Going back to my childhood (because everything that we do originates there), I learned the importance of friendship. Somewhere at my grandma’s house, there is my kindergarten report card. On this report card I performed satisfactorily in all areas except the comment section. The comment read “Racquell is very social and has lots of friends, but she needs to learn when it’s appropriate to talk.” Yes. I woke up like this. The same applies today as I’m usually getting in trouble at work for being too chatty and having hour long conversations with strangers I meet on the street. In addition, Jenny (my mother) has had friends near and far for all of my life. I can’t remember a time when they weren’t there for support for whatever shenanigans she had going on.
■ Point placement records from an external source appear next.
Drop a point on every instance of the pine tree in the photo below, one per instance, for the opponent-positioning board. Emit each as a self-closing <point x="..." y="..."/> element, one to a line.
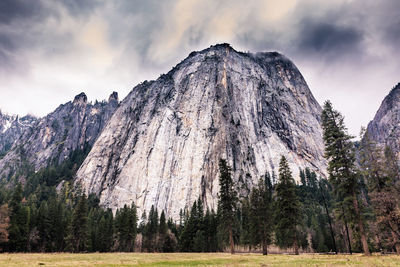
<point x="339" y="151"/>
<point x="4" y="224"/>
<point x="44" y="227"/>
<point x="261" y="212"/>
<point x="288" y="213"/>
<point x="227" y="200"/>
<point x="19" y="222"/>
<point x="78" y="235"/>
<point x="377" y="168"/>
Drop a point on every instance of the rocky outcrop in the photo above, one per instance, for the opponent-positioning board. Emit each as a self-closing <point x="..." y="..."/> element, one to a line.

They were at my birthday parties, their kids became my friends and they never failed to give me encouragement and guidance as I was growing up. Many of them still do.
So it’s no secret that friendship continues to be a major part of what makes me who I am. Anybody that knows me, knows that I absolutely love my friends. Emphasis on FRIENDS. By that I mean that if we’ve never hung out, been to a wedding or a funeral together or your parents don’t know who I am, then we probably aren’t really friends. I have tons of pictures of them hanging in my work space, in frames, just everywhere. Every single one of them. My friends are closer than most of my family. They are my peace of mind when I have lost it and my voice of reason by request. I do my best to keep good people in my life and more importantly keep in contact with them. Even when it sometimes means every now and thanks to the journey of life.
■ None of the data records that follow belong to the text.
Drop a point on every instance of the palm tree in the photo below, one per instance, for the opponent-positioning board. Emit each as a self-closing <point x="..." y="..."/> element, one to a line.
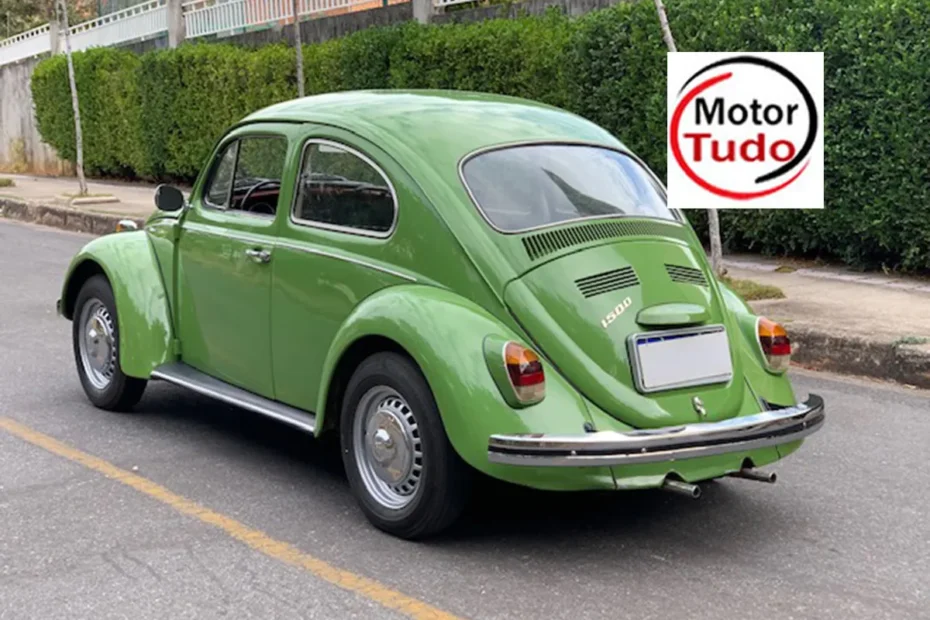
<point x="300" y="52"/>
<point x="713" y="218"/>
<point x="78" y="138"/>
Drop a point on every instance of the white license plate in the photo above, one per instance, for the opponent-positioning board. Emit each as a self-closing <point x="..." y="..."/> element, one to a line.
<point x="680" y="358"/>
So I decided to share three things that I have learned about friendship over the years. Because well…..like everything else, people change:
- Never be afraid to keep it moving
- Meet them where they are
- There are plenty of seats at the table
When someone shows you who they are, believe them. -Maya Angelou
She said it. Your grandma said it. My grandma said it. I’m saying it again. How many more times does it need to be repeated for you to get it? Somewhere along the lines I remembered that you are not obligated to stay in any friendship that you no longer desire to be apart of. And that does not only apply to friendships. It’s completely ok to keep it moving. I had a friend to simply abandon thirteen years of friendship. Did it hurt? Hell yeah! It took me forever and a day to process it, grieve and move on. I had all types of issues surrounding loyalty and trust after it happened. On the brighter side, this person made so much more room for other beautiful people to come into my life.
Understanding and compassion also go hand and hand in friendships. I became a better friend the day I tried on the shoes of one of my friends. My intention was to understand exactly how they became who they were when I met them. When I tell y’all this made me more compassionate and willing to accept them where they were in life. It also taught me to stop shaming and stop allowing friends to shame me for decisions that they or I have made or continue to make. To be a better friend, at some point, we have to let grown folks be grown. Listen, I used to be NOTORIOUS for taking on their baggage. Those days are few and far between. I love ya. But if both of us are breaking down from all this baggage, who is going to help us keep going? The cycle has to stop at some point. Nowadays, I give my opinion only when asked. If you are receptive, cool. If not, why the hell did you ask me? I’m a friend that’s down for whatever my friends are down for as long as its legal. We all know how I feel about being an inmate (see the post about student loans).
Especially as women, we have GOT to learn our friends. All friends ARE NOT created equal. I repeat ALL FRIENDS ARE NOT CREATED EQUAL. Some friends need to be told all the details while others need to be given the cliff notes. It’s best to also have friends that are well rounded. Have friends that not only party with you, but ones that also pray with you and for you. I’m starting to hate the phrase “birds of a feather flock together.” Because sometimes they don’t. I’m definitely the Dina (Girls Trip) in my group of friends. And if you base them off of my antics, you’ll be in for a surprise. I have different sets of friends that have come into my life at different times. There are only two occasions that I expect to see all of them in the same room at the same time- my birthday dinners and my future wedding. I know them well enough to know that to ask for more than that would be pretty chaotic. And ain’t nobody got time for that.